How to manage strategic transformation.

Am I reaching each and every employee—in production and in administration? The remote workers too? Emotional proximity has a motivating effect. Leaders who utilize intuition foster a sense of security. Photo: Porsche Consulting / Michael Pleesz

Disruptive technologies. New business models. Digitalization. And not least, unforeseeable global events like the Covid-19 pandemic. The dynamics of transformation encompass all business contexts. Clearly, transformations are essential for companies to remain relevant and successful. The central challenge of this process: getting the entire workforce on board and leaving nobody behind. Those affected need to be included and activated to help drive the necessary changes, so that a motivating sense of being an important part of the transformation can grow from within.
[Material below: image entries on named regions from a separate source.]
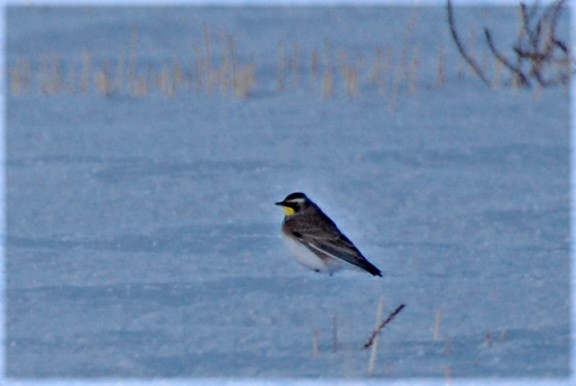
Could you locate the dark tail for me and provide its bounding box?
[362,260,382,277]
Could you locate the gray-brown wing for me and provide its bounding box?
[294,213,382,276]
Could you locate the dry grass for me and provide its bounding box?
[7,13,572,101]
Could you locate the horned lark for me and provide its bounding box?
[276,193,382,276]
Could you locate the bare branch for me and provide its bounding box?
[446,0,490,86]
[364,304,405,350]
[484,28,530,87]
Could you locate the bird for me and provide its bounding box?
[275,192,382,276]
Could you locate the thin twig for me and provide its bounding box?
[364,304,405,350]
[447,0,490,87]
[484,28,530,87]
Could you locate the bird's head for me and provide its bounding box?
[276,192,313,216]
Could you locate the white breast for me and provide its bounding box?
[282,233,341,275]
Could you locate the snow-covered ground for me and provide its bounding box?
[5,3,571,383]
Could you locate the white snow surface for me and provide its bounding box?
[4,3,571,384]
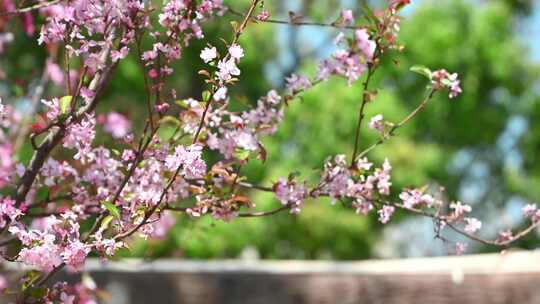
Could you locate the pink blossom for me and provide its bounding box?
[456,242,467,255]
[256,9,270,21]
[63,114,96,162]
[431,69,462,98]
[41,98,60,121]
[0,143,15,187]
[214,87,227,101]
[354,29,377,61]
[369,114,384,132]
[19,235,62,271]
[450,201,472,219]
[217,58,240,81]
[374,159,392,195]
[285,74,311,93]
[45,59,64,85]
[201,47,217,63]
[274,178,308,214]
[497,229,514,242]
[341,10,354,25]
[60,240,90,270]
[465,217,482,234]
[229,44,244,60]
[103,112,131,139]
[377,205,396,224]
[0,274,9,292]
[399,189,435,208]
[111,46,129,62]
[165,145,206,178]
[352,198,373,215]
[81,87,96,102]
[356,157,373,170]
“In 80 percent of cases, transformations fail due to—often passive—resistance on the part of employees, and simultaneously due to insufficient abilities to guide and foster change on the part of their leaders,” explains Dr. Wolfgang Freibichler, a partner at Porsche Consulting and an expert in new and successful modes of collaboration. He supports top managers in guiding their transformations. “Interestingly, one of the main reasons why transformations stall or fail has to do with a scientifically outdated understanding of how the brain works,” he continues. The expert is convinced that insights from behavioral economics make it possible “to reach people not only on rational but also instinctual levels.” Freibichler and his team of specialists have identified five forces with the ability to spur and safeguard necessary changes.